Most of the guests had departed, but the biggest drunkards seemed unwilling to budge. They stood in a messy circle, their arms around each other’s shoulders, singing in loud, tone-deaf voices. Pink eyes, pink skin – everything pink. Bart grabbed a full whisky bottle and went to the study – blessedly empty – almost falling onto the sofa. He got up and put another log on the fire. Bettina was probably moaning about him to Tuna. Oh, her husband was such a hypocrite! Such a mean, acid-tongued bastard! And a horrible faggot to boot.
No. She had not called him a faggot. Directly. And she was right about the Tuesdays.
But guess what – he was right about something too.
She was manipulative. And fat.
He topped up his whisky, licking the rim to save the droplets dribbling down the glass. He wanted to go to bed. Strip down to his socks and pass out. And never wake up.
Actually, what he really wanted to do was find Ted and fuck him up his tight little arse.
No. That wasn’t true either. He wanted Ted to fuck him. No use pretending it was the other way around.
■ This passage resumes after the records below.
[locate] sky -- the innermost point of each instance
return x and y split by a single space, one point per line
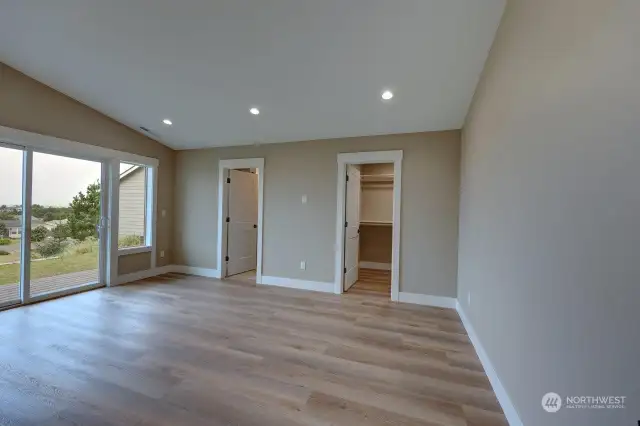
56 180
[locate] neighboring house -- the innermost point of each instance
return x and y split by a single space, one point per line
132 201
53 223
15 226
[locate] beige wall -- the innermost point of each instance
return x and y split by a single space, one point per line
294 231
376 243
376 204
550 207
29 105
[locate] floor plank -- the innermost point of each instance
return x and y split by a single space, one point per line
185 350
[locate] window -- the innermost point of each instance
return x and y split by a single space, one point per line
135 207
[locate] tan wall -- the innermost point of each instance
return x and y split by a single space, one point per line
376 203
29 105
550 207
376 243
294 231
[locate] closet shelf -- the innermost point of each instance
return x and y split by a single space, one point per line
376 223
376 178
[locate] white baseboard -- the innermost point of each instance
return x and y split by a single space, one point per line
375 265
423 299
299 284
192 270
141 275
503 398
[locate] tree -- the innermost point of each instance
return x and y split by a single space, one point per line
39 234
61 232
4 231
7 216
85 213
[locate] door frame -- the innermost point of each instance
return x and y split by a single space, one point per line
223 208
373 157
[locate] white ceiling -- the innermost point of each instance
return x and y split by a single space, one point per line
315 68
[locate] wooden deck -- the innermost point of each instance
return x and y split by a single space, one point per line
11 292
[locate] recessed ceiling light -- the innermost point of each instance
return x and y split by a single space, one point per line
387 94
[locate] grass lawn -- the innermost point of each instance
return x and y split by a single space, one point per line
72 260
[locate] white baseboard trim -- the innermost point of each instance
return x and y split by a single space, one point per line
424 299
192 270
299 284
375 265
509 409
141 275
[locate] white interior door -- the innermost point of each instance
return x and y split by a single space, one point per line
352 234
242 223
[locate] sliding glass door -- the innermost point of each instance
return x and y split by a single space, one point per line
66 213
52 238
11 169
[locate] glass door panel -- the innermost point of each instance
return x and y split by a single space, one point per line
10 224
66 211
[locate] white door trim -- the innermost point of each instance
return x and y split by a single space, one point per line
374 157
241 163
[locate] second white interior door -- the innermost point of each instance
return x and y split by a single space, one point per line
352 234
242 232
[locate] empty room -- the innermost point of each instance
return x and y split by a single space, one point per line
296 212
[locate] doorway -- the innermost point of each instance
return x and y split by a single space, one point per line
368 226
240 199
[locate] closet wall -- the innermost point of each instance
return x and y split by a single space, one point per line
376 213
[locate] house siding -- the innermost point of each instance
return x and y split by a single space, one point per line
132 203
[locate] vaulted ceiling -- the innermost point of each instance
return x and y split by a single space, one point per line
315 69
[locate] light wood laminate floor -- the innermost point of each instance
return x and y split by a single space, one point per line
184 350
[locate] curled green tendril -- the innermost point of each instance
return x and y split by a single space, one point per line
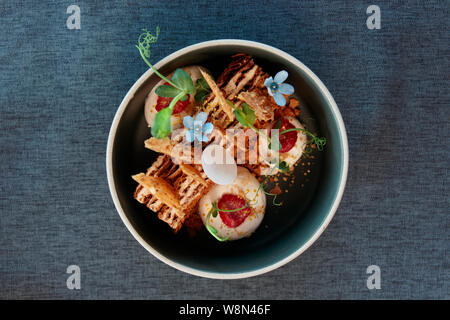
145 40
213 230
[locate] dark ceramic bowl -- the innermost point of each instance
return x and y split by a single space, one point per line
286 231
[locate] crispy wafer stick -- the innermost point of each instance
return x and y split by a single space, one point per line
162 190
219 95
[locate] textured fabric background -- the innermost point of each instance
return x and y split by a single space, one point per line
60 89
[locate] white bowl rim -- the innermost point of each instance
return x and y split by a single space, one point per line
130 94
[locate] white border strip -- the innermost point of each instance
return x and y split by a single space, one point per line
131 94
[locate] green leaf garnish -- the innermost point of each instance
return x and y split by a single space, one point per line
277 124
167 91
202 90
180 86
183 80
249 114
162 125
282 166
319 142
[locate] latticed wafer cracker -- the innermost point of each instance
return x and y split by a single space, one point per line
188 189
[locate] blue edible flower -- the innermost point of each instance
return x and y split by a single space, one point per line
198 129
277 88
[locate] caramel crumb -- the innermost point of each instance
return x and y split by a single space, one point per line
276 190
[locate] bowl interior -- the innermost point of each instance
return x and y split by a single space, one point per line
285 229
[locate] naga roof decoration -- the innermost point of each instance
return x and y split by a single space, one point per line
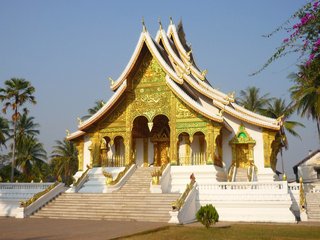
176 60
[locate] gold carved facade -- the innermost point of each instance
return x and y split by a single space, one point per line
148 95
242 149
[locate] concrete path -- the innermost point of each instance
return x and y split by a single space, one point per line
36 229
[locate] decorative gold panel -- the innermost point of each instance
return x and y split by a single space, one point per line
271 148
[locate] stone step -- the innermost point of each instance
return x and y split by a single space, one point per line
133 202
118 218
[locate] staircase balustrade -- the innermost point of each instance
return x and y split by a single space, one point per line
184 208
31 205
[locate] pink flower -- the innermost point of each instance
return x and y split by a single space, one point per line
317 43
311 57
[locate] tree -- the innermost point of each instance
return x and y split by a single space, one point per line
277 108
16 93
4 131
97 106
306 91
30 155
64 160
26 127
250 99
304 35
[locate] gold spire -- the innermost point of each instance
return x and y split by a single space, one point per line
171 21
204 72
159 21
144 28
79 121
111 81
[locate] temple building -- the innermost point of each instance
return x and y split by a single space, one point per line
164 110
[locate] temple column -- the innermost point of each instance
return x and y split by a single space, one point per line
145 151
80 149
188 157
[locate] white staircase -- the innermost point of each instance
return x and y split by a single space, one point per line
241 175
133 202
313 206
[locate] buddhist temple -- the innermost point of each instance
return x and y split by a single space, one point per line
164 110
168 139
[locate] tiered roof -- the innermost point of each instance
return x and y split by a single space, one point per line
184 78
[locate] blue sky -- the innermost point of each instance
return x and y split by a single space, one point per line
68 49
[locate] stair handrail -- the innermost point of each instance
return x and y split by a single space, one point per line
232 172
38 200
184 208
252 171
121 179
82 179
177 205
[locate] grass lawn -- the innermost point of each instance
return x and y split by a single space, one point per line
234 231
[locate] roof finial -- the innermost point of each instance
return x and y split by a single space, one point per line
144 28
79 121
159 21
171 21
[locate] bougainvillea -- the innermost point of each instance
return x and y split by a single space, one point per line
303 29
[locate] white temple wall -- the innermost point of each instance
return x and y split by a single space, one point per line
139 151
183 147
86 152
195 146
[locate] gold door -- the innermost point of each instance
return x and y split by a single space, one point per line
242 155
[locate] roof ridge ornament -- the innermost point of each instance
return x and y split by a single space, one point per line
111 81
79 120
171 21
144 28
159 21
204 72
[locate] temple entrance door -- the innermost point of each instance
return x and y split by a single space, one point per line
242 153
140 140
161 153
160 137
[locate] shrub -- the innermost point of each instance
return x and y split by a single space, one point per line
207 215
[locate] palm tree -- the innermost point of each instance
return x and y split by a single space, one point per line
30 154
306 91
26 127
64 160
97 106
4 131
251 99
277 108
17 92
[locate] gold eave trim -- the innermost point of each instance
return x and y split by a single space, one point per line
247 118
94 118
130 64
187 100
75 135
160 60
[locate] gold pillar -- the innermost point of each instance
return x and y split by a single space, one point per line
188 141
268 138
145 151
80 149
173 155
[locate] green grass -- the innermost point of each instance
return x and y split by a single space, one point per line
235 231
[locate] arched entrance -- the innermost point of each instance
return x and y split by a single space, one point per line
140 141
160 137
151 140
242 156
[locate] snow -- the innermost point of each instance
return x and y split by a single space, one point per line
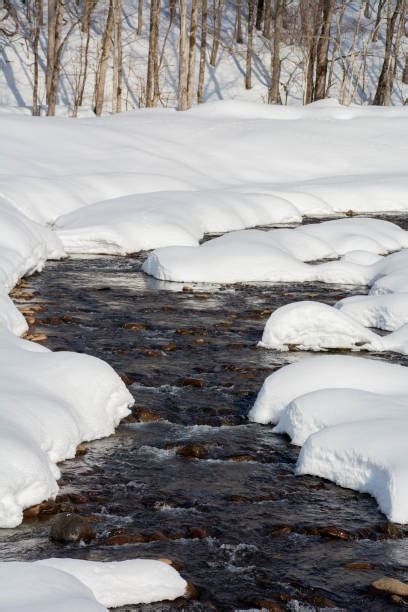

Tonight he’d read from Étienne’s copy of Rimbaud’s selected poems, remembering that first-ever night in the damp garret – how beautifully Étienne had read them. Licking his thumb to turn the grimy pages, a roll-up cigarette dropping its ash into the crevice of the book. Bart had laid his head on his shoulder and felt the vibrations coming from his chest as he read. Though perhaps he was imbuing this memory with some special significance – maybe, at the time, it hadn’t felt so special. Maybe his bowel had gurgled with held-in farts and he’d wanted badly to brush his teeth. He didn’t trust his memories.